First, I read the instructions in the pattern.  And there I hit the first snag.  She designed the pattern so that the waves in every other row are pieced with a seam running through them horizontally.  This allows the quilt to be constructed from conventional rectangular blocks but I don't like the idea of all those seams breaking up the pattern on the fabric, especially when I chose this design to really show off the fabric.  I can see where it works with the solids in the pattern cover example quilt, especially when coupled with Jenny's dense machine quilting (if you want to be inspired by machine quilting, just visit her blog, SewKindofWonderful), but I don't think it would be a good look for my project. 

So I quickly developed construction Plan B.  I cut out all the curved pieces and am sewing them together in vertical rows that I will then sew together into the quilt top.  I did not have any trouble sewing the curves together using Jenny's no-pin technique.  Except when I finished, my strip was kind of puffy looking and did not lie flat. 

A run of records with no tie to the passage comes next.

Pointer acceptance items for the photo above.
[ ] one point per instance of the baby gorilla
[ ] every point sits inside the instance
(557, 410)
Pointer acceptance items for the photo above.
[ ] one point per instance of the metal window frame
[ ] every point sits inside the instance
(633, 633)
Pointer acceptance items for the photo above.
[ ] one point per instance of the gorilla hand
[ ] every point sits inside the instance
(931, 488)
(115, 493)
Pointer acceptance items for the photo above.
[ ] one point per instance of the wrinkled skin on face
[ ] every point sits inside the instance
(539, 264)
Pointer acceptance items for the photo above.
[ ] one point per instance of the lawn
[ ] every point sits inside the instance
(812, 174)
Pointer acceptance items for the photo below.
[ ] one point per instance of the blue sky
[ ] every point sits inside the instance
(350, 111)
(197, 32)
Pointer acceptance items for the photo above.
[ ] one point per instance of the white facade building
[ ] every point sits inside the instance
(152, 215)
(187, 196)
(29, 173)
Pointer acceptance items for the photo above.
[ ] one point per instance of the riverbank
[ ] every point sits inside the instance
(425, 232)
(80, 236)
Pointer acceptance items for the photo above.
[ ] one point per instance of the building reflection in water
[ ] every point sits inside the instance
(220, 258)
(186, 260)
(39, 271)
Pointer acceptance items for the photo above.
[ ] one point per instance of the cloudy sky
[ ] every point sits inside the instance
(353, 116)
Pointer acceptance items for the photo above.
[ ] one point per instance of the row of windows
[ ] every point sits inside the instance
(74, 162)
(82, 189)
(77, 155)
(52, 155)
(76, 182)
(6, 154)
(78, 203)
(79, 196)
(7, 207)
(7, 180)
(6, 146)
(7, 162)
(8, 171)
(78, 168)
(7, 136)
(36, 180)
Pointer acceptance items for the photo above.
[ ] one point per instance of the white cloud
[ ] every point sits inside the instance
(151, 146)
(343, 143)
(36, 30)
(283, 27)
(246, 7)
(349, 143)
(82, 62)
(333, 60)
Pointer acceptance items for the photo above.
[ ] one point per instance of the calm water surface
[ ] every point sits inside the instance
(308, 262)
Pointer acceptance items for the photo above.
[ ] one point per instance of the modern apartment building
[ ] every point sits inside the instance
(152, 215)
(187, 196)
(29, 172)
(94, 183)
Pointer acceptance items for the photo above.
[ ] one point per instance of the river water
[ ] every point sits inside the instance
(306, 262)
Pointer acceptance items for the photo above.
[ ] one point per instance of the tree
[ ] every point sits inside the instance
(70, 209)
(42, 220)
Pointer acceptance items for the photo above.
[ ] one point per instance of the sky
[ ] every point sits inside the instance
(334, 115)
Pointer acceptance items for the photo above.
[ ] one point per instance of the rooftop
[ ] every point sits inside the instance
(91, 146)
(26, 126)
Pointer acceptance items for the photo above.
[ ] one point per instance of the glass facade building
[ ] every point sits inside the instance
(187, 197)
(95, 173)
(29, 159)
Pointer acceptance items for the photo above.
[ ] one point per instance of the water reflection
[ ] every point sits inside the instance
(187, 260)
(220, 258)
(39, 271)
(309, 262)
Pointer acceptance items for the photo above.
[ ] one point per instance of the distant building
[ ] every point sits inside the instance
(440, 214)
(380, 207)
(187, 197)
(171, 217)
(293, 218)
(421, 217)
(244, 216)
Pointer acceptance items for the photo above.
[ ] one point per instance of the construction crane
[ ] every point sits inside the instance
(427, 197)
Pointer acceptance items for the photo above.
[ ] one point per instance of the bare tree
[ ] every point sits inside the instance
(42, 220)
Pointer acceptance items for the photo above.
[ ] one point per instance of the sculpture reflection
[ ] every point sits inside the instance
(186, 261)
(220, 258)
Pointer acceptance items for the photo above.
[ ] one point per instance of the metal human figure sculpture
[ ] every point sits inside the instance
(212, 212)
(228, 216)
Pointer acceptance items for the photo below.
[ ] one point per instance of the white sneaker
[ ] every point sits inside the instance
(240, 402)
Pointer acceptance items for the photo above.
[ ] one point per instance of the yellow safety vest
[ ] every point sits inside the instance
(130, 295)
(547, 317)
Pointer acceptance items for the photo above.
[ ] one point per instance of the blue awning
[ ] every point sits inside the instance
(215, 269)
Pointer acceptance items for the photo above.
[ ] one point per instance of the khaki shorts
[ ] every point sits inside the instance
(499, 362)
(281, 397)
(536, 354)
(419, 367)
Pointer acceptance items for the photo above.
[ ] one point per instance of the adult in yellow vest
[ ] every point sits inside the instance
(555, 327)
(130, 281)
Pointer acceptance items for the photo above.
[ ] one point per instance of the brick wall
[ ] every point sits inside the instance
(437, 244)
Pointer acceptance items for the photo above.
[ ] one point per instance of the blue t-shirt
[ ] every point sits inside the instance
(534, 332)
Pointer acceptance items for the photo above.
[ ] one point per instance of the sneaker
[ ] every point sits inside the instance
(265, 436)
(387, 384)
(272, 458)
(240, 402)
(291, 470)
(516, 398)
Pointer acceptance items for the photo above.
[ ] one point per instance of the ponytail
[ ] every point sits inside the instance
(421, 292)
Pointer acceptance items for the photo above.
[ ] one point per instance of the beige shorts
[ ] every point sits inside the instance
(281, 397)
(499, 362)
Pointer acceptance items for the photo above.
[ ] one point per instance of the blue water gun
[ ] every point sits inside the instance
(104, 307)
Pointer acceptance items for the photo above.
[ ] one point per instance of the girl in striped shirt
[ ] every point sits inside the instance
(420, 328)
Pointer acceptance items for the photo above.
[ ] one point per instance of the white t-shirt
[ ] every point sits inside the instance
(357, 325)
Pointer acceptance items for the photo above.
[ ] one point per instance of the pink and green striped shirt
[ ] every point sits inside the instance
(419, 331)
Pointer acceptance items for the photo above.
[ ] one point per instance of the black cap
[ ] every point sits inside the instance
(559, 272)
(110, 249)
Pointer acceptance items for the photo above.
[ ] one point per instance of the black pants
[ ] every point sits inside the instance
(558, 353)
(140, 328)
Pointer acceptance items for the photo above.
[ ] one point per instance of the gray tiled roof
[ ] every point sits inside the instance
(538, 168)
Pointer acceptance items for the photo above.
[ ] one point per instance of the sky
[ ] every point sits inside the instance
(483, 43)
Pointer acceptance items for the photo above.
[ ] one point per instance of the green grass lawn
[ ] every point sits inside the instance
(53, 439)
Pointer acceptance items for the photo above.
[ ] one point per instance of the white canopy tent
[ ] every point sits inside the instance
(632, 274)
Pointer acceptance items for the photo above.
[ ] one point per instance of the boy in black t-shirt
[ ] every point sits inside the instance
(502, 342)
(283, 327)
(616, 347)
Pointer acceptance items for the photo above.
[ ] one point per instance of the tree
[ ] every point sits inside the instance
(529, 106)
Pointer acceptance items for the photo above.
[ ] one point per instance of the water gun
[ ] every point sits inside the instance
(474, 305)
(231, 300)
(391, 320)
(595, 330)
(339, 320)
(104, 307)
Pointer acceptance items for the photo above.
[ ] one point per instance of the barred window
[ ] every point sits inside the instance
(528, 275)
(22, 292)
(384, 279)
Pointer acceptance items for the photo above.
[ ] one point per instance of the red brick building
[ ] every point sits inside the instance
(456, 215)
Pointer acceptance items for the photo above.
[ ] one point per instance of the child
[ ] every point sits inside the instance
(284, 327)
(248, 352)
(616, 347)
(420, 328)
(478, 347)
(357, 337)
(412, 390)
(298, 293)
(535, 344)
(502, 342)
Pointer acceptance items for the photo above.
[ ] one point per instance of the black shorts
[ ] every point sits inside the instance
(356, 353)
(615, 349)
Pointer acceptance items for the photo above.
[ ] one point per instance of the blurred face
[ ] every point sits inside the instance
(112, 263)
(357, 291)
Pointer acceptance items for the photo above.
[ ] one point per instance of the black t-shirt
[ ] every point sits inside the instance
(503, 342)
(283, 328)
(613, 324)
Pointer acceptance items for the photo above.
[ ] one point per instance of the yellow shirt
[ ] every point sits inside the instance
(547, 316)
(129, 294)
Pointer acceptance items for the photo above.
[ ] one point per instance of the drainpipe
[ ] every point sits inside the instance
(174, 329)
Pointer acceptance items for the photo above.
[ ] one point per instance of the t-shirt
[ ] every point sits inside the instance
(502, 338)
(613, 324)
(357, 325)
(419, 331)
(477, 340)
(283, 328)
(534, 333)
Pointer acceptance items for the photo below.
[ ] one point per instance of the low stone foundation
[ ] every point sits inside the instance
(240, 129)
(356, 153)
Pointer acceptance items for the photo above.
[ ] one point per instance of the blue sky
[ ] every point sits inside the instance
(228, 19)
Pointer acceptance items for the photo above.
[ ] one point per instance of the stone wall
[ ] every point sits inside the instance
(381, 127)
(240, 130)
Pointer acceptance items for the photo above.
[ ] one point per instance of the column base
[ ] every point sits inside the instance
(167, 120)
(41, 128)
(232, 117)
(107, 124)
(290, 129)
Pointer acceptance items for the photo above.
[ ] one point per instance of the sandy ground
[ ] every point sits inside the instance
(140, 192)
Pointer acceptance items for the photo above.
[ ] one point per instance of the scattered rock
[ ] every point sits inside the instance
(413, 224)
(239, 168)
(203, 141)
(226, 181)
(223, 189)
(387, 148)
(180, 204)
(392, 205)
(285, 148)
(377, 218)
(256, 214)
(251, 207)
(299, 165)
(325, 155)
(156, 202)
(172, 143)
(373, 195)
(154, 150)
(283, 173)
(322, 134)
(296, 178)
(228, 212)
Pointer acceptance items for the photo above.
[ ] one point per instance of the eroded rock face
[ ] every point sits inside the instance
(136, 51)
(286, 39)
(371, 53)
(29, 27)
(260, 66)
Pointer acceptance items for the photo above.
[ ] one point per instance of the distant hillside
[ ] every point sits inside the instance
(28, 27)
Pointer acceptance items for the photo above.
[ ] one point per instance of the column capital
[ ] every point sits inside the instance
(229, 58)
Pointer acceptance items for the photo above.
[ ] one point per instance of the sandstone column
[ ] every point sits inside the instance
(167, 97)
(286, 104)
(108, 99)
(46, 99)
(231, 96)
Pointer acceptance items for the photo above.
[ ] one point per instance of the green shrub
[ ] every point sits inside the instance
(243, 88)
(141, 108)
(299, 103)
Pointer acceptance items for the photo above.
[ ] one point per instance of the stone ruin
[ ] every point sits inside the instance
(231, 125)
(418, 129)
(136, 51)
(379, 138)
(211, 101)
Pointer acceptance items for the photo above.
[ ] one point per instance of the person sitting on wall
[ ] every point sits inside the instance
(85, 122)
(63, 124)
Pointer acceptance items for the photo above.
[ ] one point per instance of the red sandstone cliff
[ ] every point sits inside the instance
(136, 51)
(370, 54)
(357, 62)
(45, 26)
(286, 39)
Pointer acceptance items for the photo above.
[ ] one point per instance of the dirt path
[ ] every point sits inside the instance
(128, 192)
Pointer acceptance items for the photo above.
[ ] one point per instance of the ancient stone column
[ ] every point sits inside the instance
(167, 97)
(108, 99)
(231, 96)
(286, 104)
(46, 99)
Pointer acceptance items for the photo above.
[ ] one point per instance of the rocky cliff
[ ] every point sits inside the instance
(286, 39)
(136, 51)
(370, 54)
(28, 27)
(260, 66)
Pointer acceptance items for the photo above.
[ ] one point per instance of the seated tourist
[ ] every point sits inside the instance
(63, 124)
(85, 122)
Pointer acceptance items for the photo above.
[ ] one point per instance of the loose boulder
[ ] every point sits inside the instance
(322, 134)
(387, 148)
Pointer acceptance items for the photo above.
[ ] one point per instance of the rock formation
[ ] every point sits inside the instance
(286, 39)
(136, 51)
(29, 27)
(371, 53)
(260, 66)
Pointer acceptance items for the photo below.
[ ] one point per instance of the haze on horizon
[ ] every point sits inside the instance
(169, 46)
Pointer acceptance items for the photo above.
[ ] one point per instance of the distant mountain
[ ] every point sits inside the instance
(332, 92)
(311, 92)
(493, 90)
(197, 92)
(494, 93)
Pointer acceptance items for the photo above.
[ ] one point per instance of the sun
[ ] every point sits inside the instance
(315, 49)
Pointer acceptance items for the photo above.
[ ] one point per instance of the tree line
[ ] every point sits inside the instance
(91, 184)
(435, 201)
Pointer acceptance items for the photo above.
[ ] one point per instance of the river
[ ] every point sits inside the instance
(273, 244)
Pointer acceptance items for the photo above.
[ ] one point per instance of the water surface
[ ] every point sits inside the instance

But that's nothing a good pressing could not take care of.  The picture below is after pressing all the seams in one direction with a little spray starch. 

So far, so good.   Just need to keep at it.

Monday, August 5, 2013

Quick Curve Ruler

My new project uses the Quick Curve Ruler designed by Jenny Pedigo.  It looks like a regular quilting ruler for rotary cutting except it has a curved shape printed on it and a curved channel that the rotary blade fits into to cut the curved shapes.  And I'm using one of her patterns, called Metro Waves

Jenny's blog, SewKindofWonderful, has lots of examples of quilts made using the ruler, as well as her tutorials for cutting and sewing.  She makes it look easy but I thought I better test it out before cutting into my precious Paris Flea Market fabric stash.  First, I cut the curved pieces.

The markings on the ruler combined with the groove for the rotary cutter make it very easy.  Then I sewed them together.  Jenny's technique does not use any pins.  I was skeptical but it worked out just fine.  I got the hang of it pretty fast, worked up a rhythm, and got several curves sewn together in no time.  And after trimming, I sewed the rows together.  The seams lined up perfectly.

This is my test block.  But enough testing; it's time to move on to the real thing!

If this works out well, I see a double wedding ring quilt in my future.